As I browsed the antiques section of ebay, I stumbled upon a number of listings for small, rectangular silver items called “vesta cases”. This unknown item, apparently quite popular in Victorian/Edwardian eras, made me curious and I immediately went on a hunt for more information.
These pocket-sized cases for carrying matches took their name from ‘Vesta’, the deity that presided over the domestic focus (hearth) in Ancient Rome. A ‘match’ was the modern representation of Vesta’s symbolic flame and was known as a ‘vesta’ up until the twentieth century when ‘match’ and ‘matchbox holder’ became the favored term. Though they came into use in the 1830s, the explosion of popularity for smoking–with both sexes–found them produced extensively between 1890 and 1920.

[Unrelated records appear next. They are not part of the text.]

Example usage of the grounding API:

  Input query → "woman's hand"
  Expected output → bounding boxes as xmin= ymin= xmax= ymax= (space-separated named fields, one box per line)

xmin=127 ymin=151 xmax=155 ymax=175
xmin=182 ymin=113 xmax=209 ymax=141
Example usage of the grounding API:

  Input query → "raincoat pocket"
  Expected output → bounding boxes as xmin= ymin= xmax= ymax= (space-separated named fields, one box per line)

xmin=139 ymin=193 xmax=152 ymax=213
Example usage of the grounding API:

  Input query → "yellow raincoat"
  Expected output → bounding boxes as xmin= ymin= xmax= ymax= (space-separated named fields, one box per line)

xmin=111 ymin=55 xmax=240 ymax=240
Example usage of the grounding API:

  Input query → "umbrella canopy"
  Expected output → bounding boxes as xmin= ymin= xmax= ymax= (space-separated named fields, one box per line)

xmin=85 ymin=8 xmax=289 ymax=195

The first “friction match” was invented by English chemist John Walker in 1827. He named the matches “congreves,” but the process was patented by Samuel Jones, who then sold them as “lucifers.” Early matches had a number of problems: the flame was unsteady, the odor produced was decidedly unpleasant, and they were reported to ignite explosively. However, these issues didn’t deter the popularity of smoking. Charles Sauria amended the odor by adding white phosphorus, and these new matches had to be kept in an airtight box.
Vesta cases were available in thousands of patterns and types. They could be plain and decorated square, oblong and round cases, or made of the myriad of novelty shapes created, most popular being vesta cases in the form of Mr. Punch, skulls, musical instruments, boots and shoes, ladies’ legs, brass pigs with hinged heads, etc. They were also made in every conceivable material including pressed brass, pressed tin, gunmetal, nickel silver, ivory,wood of varying types and ceramics. Although the majority were made of these inexpensive materials, some were made of precious metals or enameled. These precious metal cases would often be gilded to protect the metals from the sulfur head of the matches, which would otherwise tarnish them.
Some vesta cases even featured a strike side for lighting the match, and other versions could incorporate a small knife blade. They were carried predominantly by men in a waistcoat pocket or on a ‘double Albert’ chain, which held a pocket watch on one side and a vesta case on the other. When worn by women, they were usually held by a delicate chain or bracelet around their wrist to be discreetly slid in and out of a sleeve.
The decline of the vesta case came during WWI, when soldiers found the petrol lighter lasted longer and was easy to refill–most important when the difference between life and death in the trenches could hinge upon a number of seconds.